Suppose it had actually happened? Suppose it had actually happened here as it did in Afghanistan? Suppose Soviet Troops were shooting people at checkpoints on the streets of American cities, busting down doors at midnight and putting their boots on people’s necks, all the while setting up Provisional Soviets and Governing Councils staffed largely with ex-patriots from the Eastern Block. How would we react? What would we really think about those ‘Americans’ that worked with the Occupation? What would our ‘rules of engagement’ be?

I think there’d be Hell to pay. I think they’d find they made a big mistake in trying to occupy the land of an armed people. I’ll be honest about my rules of engagement. I grew up in the post WWII morality. You don’t start wars and you don’t invade and occupy other people’s countries. I watched the old movies. Every time a partisan slipped up behind a Nazi soldier and slit his neck, I cheered. I cheered twice when they got a quisling.

[for your reference: ”quisling (kwiz’lin), n. [after Vidkun Quisling (1887-1945), Norw. Politician who betrayed his country to the Nazis and became its puppet ruler], a person who betrays his own country by helping an enemy to invade and occupy it; traitor.” – College Edition – Webster’s New World Dictionary of the American Language (1966) ]

So by definition the Iraqis who work with us are traitors to their country. Can we really expect to build a government that has the respect of the Iraqi people by relying on traitors? Or maybe I just need a new “New World” dictionary like the one George Bush must be using. The one that will no doubt explain how you have democratic elections with foreign invaders calling the shots.

The unspoken deal the U.S. government had with Hussein before the falling out was “You take care of all the Iraqi communists and we’ll look the other way.” In the name of fighting the Soviet threat we aided a tyrant in his rise to power. A lot of good people were destroyed, including the best people in the Baathe party.

Okay we invaded Iraq and threw Saddam Hussein out of power. Now the longer we stay there, the more likely it is that he or someone of his ilk will return to power.
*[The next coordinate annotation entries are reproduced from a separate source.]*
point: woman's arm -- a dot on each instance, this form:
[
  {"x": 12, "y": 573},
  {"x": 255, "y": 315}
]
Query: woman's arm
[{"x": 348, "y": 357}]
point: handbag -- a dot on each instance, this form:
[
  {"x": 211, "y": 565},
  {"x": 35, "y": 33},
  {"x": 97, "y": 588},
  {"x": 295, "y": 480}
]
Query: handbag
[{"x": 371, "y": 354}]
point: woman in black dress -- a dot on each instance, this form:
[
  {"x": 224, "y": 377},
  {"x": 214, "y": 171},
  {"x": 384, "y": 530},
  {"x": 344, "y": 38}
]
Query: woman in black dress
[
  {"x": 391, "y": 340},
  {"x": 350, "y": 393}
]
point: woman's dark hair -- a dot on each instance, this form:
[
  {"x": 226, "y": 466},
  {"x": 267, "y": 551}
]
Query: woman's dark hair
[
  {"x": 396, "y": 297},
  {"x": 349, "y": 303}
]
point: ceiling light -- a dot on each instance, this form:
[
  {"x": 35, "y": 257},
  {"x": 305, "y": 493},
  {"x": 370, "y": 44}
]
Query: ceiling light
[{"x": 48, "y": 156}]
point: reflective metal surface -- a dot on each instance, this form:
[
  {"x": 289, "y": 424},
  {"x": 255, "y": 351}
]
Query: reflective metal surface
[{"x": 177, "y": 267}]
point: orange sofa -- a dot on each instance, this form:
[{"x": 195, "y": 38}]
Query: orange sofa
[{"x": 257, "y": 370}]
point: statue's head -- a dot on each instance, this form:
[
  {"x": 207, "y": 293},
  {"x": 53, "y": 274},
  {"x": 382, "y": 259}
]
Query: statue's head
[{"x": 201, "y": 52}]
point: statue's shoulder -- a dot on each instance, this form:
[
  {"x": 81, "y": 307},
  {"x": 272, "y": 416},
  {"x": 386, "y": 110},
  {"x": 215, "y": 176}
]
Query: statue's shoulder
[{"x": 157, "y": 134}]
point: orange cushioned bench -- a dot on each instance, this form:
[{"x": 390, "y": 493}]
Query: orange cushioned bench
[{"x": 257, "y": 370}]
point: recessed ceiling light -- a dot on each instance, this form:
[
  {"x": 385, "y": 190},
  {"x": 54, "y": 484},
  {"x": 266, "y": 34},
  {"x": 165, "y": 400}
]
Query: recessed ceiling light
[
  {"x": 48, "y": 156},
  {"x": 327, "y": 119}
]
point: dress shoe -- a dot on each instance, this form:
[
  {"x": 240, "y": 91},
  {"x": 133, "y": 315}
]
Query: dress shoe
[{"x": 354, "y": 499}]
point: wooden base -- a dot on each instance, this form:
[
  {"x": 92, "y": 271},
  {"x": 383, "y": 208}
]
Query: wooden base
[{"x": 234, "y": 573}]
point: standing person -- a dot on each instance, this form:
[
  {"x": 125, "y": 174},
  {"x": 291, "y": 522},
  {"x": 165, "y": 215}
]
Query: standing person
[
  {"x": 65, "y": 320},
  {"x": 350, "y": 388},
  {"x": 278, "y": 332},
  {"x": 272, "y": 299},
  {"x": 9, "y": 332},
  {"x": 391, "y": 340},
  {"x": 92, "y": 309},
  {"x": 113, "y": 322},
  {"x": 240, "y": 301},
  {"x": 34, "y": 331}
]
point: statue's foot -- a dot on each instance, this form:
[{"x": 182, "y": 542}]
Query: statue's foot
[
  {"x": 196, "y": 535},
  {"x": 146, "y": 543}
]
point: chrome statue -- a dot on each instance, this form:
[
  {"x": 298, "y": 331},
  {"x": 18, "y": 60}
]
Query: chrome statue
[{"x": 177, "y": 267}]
Why? Because as long as our armies are there, the struggle for Iraqi independence remains principally a military one. This is familiar terrain to Hussein, and one for which he has prepare. While he was widely despised before the invasion, now he can play a new role as the patriotic leader of the resistance. If patriotism is the last refuge of a scoundrel, then Bush is allowing Hussein to play that card by maintaining the occupation.